Sticky Platelet Syndrome: 35 Years of Growing Evidence.

机构信息

Department of Haematology and Transfusion Medicine, National Centre of Haemostasis and Thrombosis, Jessenius Faculty of Medicine in Martin, Comenius University in Bratislava, Martin University Hospital, Martin, Slovakia.

出版信息

Semin Thromb Hemost. 2019 Feb;45(1):61-68. doi: 10.1055/s-0038-1676581. Epub 2019 Jan 10.

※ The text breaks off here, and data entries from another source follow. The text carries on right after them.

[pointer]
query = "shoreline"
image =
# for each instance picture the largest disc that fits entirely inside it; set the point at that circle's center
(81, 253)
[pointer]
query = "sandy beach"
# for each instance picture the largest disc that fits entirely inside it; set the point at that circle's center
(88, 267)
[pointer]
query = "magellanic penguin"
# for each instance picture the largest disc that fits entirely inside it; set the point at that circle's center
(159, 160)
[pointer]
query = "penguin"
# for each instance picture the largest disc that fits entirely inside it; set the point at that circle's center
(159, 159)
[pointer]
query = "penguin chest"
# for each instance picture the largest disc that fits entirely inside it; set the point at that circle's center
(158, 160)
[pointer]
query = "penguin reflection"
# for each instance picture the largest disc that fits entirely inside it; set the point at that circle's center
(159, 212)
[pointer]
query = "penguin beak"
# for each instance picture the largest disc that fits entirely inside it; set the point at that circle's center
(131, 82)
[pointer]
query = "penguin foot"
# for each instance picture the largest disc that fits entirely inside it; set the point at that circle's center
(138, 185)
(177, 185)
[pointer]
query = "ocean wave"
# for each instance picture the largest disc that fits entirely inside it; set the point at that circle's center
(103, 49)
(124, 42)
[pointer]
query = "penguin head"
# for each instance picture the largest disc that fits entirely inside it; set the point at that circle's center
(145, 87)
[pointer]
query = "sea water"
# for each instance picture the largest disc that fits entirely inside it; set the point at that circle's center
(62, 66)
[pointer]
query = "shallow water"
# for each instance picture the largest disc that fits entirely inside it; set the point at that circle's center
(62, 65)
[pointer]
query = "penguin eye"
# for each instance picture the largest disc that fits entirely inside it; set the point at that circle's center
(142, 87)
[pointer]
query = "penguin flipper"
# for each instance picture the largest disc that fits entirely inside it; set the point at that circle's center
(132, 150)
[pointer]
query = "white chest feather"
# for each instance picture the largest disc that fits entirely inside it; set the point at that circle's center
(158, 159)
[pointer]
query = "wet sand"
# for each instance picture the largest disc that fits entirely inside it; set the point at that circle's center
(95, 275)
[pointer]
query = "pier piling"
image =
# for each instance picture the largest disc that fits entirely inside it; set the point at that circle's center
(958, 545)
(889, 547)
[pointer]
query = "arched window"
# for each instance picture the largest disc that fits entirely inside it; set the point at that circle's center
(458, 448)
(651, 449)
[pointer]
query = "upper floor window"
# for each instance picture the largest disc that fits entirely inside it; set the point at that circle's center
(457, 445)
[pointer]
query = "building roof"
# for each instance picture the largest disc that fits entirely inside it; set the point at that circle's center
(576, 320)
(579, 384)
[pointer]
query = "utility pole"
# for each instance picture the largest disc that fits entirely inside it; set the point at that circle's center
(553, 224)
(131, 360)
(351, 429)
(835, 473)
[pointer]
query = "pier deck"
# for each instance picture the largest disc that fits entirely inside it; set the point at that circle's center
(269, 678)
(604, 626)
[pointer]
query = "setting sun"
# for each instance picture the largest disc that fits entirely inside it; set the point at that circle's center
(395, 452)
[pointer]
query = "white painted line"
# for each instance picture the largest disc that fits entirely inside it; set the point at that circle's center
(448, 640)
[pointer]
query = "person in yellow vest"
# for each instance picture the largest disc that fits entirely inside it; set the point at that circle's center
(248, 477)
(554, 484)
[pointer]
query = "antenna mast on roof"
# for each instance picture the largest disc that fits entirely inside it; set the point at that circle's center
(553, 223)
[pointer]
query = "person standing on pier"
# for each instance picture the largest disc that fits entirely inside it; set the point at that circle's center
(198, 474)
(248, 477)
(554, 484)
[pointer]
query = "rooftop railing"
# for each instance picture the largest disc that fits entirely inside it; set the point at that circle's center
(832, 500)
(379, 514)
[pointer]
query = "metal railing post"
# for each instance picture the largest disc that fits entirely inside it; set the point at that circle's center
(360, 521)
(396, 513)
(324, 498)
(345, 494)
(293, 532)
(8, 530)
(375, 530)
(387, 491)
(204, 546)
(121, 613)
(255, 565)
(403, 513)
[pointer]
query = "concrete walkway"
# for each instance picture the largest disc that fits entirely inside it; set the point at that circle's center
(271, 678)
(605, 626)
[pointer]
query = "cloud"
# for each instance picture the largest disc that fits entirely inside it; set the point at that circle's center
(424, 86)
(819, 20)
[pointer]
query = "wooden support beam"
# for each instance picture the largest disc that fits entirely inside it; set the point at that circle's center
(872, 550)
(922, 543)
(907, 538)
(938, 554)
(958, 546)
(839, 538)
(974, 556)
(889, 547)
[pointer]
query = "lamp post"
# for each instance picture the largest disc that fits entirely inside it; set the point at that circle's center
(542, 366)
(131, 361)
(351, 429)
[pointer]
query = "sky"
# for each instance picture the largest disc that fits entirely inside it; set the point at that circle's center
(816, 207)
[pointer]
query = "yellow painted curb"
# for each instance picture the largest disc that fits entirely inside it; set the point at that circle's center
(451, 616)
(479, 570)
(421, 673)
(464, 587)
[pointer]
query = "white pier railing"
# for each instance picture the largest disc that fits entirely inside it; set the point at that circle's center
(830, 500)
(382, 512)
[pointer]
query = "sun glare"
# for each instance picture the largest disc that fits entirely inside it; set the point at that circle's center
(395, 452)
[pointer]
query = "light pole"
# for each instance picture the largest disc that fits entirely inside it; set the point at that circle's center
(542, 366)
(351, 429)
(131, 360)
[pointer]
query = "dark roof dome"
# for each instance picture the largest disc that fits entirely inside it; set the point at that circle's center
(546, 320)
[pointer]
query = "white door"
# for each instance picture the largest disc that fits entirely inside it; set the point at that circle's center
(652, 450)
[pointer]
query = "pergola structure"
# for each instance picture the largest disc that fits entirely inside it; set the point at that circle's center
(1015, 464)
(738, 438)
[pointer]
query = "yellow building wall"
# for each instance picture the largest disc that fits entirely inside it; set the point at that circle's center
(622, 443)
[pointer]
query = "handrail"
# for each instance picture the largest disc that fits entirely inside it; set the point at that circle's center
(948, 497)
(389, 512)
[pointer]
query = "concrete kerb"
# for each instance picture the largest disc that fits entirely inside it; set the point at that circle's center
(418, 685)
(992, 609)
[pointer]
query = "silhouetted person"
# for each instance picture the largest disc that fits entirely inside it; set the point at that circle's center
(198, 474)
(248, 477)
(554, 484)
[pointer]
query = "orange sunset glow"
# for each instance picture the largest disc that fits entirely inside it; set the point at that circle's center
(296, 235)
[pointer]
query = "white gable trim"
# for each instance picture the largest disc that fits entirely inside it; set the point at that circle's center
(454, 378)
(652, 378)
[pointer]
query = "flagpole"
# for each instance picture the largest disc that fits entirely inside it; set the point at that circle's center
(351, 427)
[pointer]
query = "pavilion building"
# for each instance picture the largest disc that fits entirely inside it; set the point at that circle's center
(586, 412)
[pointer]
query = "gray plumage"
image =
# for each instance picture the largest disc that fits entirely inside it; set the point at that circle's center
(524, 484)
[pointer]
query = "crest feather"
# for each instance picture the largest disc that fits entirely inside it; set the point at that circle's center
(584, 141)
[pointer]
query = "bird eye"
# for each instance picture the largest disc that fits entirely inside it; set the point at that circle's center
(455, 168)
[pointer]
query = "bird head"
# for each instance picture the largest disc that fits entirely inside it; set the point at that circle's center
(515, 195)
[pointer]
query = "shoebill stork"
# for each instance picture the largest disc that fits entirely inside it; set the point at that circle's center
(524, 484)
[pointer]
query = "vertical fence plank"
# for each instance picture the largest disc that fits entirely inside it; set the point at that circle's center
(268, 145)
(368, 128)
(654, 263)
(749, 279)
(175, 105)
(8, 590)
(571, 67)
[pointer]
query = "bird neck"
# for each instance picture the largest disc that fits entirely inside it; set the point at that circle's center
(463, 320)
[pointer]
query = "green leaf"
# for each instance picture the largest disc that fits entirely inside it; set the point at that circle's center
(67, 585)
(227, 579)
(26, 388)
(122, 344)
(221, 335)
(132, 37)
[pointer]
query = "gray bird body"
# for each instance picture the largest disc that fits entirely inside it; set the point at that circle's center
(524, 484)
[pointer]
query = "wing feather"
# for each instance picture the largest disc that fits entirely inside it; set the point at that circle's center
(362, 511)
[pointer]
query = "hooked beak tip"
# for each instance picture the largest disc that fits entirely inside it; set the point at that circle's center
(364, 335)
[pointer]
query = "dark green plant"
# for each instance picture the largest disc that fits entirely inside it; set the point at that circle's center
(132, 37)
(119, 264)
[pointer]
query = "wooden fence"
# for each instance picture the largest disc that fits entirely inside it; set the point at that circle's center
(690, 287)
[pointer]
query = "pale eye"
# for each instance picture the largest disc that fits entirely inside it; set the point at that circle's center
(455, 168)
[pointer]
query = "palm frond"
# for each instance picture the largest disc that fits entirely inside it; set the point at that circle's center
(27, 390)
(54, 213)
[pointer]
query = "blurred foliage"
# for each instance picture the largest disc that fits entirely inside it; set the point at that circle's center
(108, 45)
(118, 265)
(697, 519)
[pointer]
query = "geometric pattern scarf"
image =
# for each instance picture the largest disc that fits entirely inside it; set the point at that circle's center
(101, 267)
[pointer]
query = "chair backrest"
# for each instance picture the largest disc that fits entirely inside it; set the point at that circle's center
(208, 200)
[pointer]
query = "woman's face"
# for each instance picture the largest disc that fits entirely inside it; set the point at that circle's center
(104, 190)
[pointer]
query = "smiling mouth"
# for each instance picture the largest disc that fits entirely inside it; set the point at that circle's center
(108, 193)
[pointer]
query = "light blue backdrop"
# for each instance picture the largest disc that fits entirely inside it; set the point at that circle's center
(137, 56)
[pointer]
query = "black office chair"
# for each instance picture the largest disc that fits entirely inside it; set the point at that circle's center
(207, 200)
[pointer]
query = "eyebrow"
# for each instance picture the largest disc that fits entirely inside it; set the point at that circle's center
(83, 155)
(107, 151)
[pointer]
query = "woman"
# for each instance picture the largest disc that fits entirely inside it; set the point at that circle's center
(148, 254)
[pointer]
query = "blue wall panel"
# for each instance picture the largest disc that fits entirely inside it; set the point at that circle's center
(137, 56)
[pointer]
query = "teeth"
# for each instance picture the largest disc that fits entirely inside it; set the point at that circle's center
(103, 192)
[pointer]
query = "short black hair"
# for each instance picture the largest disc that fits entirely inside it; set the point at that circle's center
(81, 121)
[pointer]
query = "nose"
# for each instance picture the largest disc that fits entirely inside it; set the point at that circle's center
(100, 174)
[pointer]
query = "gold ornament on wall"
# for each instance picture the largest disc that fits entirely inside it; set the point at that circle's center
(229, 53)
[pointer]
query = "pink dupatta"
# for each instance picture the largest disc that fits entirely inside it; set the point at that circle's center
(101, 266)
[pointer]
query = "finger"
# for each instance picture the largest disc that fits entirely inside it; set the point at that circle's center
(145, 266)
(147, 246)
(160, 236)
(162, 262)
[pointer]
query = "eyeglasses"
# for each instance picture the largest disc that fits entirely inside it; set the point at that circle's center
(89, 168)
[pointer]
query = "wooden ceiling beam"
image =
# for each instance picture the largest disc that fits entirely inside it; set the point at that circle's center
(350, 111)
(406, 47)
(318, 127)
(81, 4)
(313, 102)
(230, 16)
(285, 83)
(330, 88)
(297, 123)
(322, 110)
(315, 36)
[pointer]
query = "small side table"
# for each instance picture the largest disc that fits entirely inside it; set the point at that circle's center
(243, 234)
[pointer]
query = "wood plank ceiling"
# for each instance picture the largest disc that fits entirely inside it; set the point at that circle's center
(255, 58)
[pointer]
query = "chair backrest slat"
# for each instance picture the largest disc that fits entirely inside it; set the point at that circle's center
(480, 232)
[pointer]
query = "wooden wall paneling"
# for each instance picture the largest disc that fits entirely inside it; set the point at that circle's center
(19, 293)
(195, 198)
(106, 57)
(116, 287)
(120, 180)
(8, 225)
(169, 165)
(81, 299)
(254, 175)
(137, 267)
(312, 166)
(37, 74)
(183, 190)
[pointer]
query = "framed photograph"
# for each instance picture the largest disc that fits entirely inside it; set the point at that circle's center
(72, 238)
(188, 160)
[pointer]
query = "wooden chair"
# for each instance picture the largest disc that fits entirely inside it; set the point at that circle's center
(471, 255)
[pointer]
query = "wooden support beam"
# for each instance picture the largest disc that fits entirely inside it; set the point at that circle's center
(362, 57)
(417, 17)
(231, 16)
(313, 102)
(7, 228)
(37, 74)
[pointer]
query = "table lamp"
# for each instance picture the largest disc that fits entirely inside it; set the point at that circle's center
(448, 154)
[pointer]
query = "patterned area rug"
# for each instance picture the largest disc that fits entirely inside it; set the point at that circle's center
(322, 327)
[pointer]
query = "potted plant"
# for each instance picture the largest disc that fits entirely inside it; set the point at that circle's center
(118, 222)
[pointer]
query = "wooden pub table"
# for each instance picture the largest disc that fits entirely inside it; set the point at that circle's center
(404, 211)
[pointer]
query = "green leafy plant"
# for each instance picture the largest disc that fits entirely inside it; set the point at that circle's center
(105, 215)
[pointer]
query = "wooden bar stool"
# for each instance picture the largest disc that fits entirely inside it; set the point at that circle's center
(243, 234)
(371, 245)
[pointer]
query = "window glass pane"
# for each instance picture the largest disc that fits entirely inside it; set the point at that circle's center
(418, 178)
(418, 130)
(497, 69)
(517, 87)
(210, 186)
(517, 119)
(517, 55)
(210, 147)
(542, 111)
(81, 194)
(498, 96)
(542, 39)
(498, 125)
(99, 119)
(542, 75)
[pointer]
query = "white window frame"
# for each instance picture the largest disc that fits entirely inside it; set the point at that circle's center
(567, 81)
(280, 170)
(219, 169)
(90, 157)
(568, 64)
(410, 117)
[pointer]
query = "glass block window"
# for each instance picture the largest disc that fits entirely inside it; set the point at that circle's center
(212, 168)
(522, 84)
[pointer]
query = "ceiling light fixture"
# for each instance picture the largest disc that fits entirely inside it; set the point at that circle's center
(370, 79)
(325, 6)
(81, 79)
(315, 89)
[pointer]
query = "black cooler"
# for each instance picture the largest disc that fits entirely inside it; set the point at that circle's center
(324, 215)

DOI:10.1055/s-0038-1676581
PMID:30630207
Abstract

Since the identification of antithrombin deficiency by Egeberg in 1956, ongoing research in prothrombotic defects continues to progress. Interestingly, past research has predominantly focused on coagulation factors and not on other components of the hemostatic system. The possible role of platelet function defects in the development of thrombotic events was suggested for the first time in the late 1970s, when an increased platelet adhesiveness and aggregation after epinephrine (EPI) and adenosine diphosphate (ADP) was found in a group of patients with unexplained transient ischemic attack. Clinical evidence for other types of thrombotic events (e. g. myocardial infarction, ischemic stroke, optic neuropathy, and pregnancy-related complications) with similar laboratory findings was provided by several authors in the 1980s and 1990s, with Drs. Mammen and Bick undertaking key research. The familial occurrence was noted as well, and the term was introduced by Holliday in 1983 to describe the defect. The term in our present understanding describes a thrombophilic qualitative platelet disorder characterized by increased in vitro platelet aggregation after the addition of very low concentrations of ADP and/or EPI and an increased risk of thromboembolic (predominantly arterial) events. Although now recognized for 35 years, significant issues, namely its etiology, inheritance, epidemiology, and diagnostics, remain a matter of vigorous debate. The aim of this review is to summarize the history, key works, and present understanding of the syndrome and to outline present-day diagnostic and clinical problems and controversies.

摘要

自 1956 年 Egeberg 鉴定出抗凝血酶缺陷以来,对促血栓形成缺陷的持续研究不断取得进展。有趣的是,过去的研究主要集中在凝血因子上,而不是止血系统的其他成分上。早在 20 世纪 70 年代末,当一组不明原因的短暂性脑缺血发作患者发现肾上腺素(EPI)和二磷酸腺苷(ADP)后血小板黏附性和聚集性增加时,首次提出血小板功能缺陷在血栓形成事件发展中的可能作用。随后,其他类型的血栓形成事件(如心肌梗死、缺血性中风、视神经病变和与妊娠相关的并发症)的临床证据也由几位作者在 20 世纪 80 年代和 90 年代提供,Mammen 和 Bick 博士也进行了关键研究。家族性发病也被注意到,Holliday 于 1983 年提出了该术语来描述该缺陷。在我们目前的理解中,该术语描述了一种血栓形成的血小板质异常,其特征是在加入非常低浓度的 ADP 和/或 EPI 后体外血小板聚集增加,以及血栓栓塞(主要是动脉)事件的风险增加。尽管现在已经认识到该综合征已有 35 年的历史,但仍存在一些重大问题,即其病因、遗传、流行病学和诊断,这些问题仍然是激烈争论的焦点。本综述的目的是总结该综合征的历史、关键工作和目前的认识,并概述当前的诊断和临床问题和争议。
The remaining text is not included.